そんな多様な人材が混在する職場で、志高く入職した人ほど、違和感を覚えることがあります。

「もっと丁寧に接したいのに、現場の空気は流れ作業のように感じる」
「もっと成長したいのに、周囲は現状維持で満足している」
「もっと相談したいのに、話し相手がいない」

そうした孤独感が、少しずつ心をむしばんでいきます。


気づかぬうちに「夢」を失っていく


周囲に流され、自分の理想が「浮いている」ように感じると、人は次第に口を閉ざし始めます。
「どうせ言っても変わらない」
「目立たないようにしよう」
「他の人もこんな感じだし……」

やがて、初めに持っていた情熱や想いは影を潜め、自分でもその火が消えていったことに気づかないまま、日々をただ「こなす」ようになります。
そうして「何か違う」と感じて、転職を考え始めるのです。


環境を変えればうまくいく?


一度辞めて、次の職場へ。新しい環境に期待を込めて「今度こそ」と臨みます。
実際、新しい職場では、少しだけ風通しがよかったり、自分の意見が通りやすかったり、最初は「変わった」と感じることができるかもしれません。

しかし、時間が経つと、また同じ悩みに直面します。
・現場に学び続ける姿勢がない
・キャリアの話をできる人がいない
・評価が不透明でモチベーションが保てない

そんな日々の中で、再び「ここも違うのか」と感じてしまう。

そして転職を繰り返すうちに、職歴が多くなり、年齢も重ね、やがて「希望の条件では採用されない」という現実に直面します。


本当は、「人」とのつながりが必要だった


介護の仕事は、チームで成り立っています。そして、心を使う仕事です。だからこそ、自分の想いや悩みを安心して話せる「誰か」が必要です。
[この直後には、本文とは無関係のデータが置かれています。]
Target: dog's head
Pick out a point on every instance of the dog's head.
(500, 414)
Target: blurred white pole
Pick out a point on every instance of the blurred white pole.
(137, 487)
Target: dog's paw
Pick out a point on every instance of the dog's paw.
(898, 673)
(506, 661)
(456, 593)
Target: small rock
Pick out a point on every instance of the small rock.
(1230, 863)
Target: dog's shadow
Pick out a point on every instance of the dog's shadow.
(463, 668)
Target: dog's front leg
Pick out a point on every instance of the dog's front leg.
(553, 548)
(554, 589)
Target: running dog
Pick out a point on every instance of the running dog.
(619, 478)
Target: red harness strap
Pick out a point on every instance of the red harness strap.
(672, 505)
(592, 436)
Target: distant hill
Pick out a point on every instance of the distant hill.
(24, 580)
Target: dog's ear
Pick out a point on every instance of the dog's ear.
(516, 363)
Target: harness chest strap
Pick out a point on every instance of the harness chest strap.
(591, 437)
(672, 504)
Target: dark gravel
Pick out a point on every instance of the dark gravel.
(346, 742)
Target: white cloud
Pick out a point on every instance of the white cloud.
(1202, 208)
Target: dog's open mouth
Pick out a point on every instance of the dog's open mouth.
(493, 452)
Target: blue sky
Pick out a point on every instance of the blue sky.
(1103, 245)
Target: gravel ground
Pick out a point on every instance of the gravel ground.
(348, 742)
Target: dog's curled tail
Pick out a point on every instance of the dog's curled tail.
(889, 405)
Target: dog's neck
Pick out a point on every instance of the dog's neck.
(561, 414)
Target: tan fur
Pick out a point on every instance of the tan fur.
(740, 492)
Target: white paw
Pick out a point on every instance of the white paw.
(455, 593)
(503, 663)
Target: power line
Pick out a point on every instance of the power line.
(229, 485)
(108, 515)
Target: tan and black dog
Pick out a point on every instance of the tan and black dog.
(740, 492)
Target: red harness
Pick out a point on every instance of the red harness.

本音を言えば、「もっとこうしたい」「こんな風に成長したい」という思いを持っている人は少なくありません。しかし、周りに同じ志の人がいなければ、その思いを持ち続けることは難しいのです。

逆に、たった一人でも、寄り添ってくれる存在がいれば、人は驚くほど力を発揮します。
「話を聞いてくれる人がいたから、あと1年頑張れた」
「一緒に目標を考えてくれたから、転職せずに済んだ」
「『あなただけじゃない』と言ってくれたことで、前を向けた」

そんな声を、私は何度も耳にしてきました。


だからこそ、キャリアコンサルタントの存在が必要


私が国家資格キャリアコンサルタントとして、介護職の方々と向き合っている理由は、まさにここにあります。

キャリアの悩みは、単なる「転職」や「キャリアアップ」だけではありません。
自分の「想い」や「ありたい姿」と、現実とのギャップに悩み、心が疲れてしまうこと。それも立派なキャリアの問題です。

介護という尊い仕事を、志を持って始めたのに、環境に流されて辞めてしまう。そんな人を、もうこれ以上増やしたくない。

だから私は、「相談できる場」を作りたいと考えています。


最後に


介護の仕事は、決して楽なものではありません。けれど、その分、得られるやりがいや感動もまた、他の職業にはない深さがあります。

もし今、あなたが「もう無理かもしれない」と感じているとしたら、それはあなたが介護に向いていないのではありません。
周囲に、あなたの志を理解し、支えてくれる人がいないだけかもしれません。

あなたが最初に抱いた想いは、決して間違っていません。